I set up a stress test by leaving the UPS plugged in and charging for 24 hours. Then I cast a Youtube HD clip to my TV (StarCraft 2 finals – constant audio and visual output), ensuring that all 3 devices were active. Then I flipped the switch on the wall, and it went into battery mode with an audible click. None of my devices noticed the drop – WiFi stayed up, TV stayed on, Chromecast kept streaming.

These were the readings over the duration of the test:

  • Start: 100% capacity
  • 2 minutes: 68% capacity
  • 3 minutes: 72% capacity ( go figure )
  • 30 minutes: 48% capacity
  • 38 minutes: 15% capacity
  • 41 minutes: 2% capacity, battery died

The reporting was wildly inconsistent. The battery “drained” 30% in 2 minutes, then took 30 minutes to drain another 30%, and then finished off the rest in about 10 minutes. The only reliable indicator was the lights – the red light comes on, and the yellow light flashes frantically when the battery is about 2 minutes away from death.

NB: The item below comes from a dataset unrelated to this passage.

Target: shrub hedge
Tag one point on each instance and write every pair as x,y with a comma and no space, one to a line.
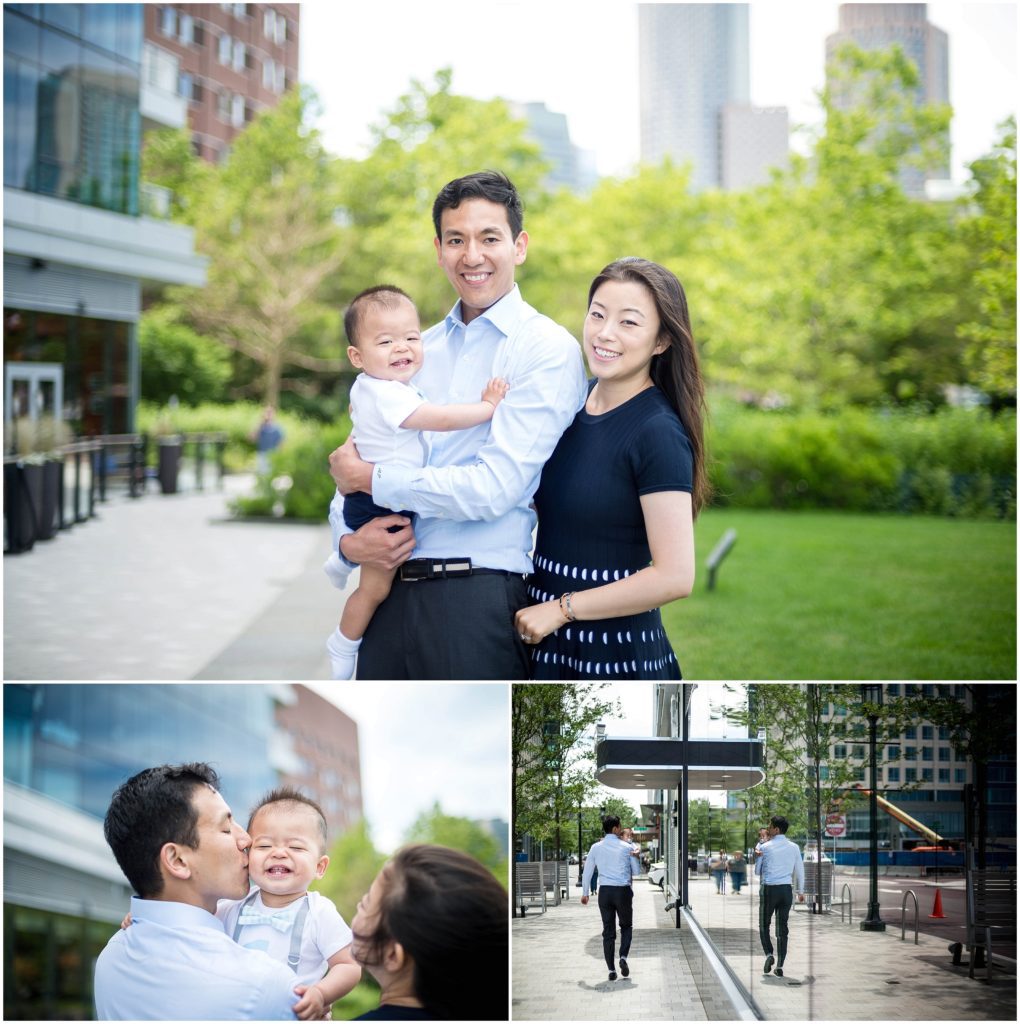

This does mean, though, that a R670 UPS was able to keep a 42″ LED TV operational, streaming HD content, for a full 40 minutes. Which is not bad for a device meant mainly to give you enough time to safely power down your computer.

In reality, all it’s going to power is my router, TV in standby mode (0.3W draw – neglegible) and an idle Chromecast. It should be able to do that for far more than 40 minutes, which will be my next test.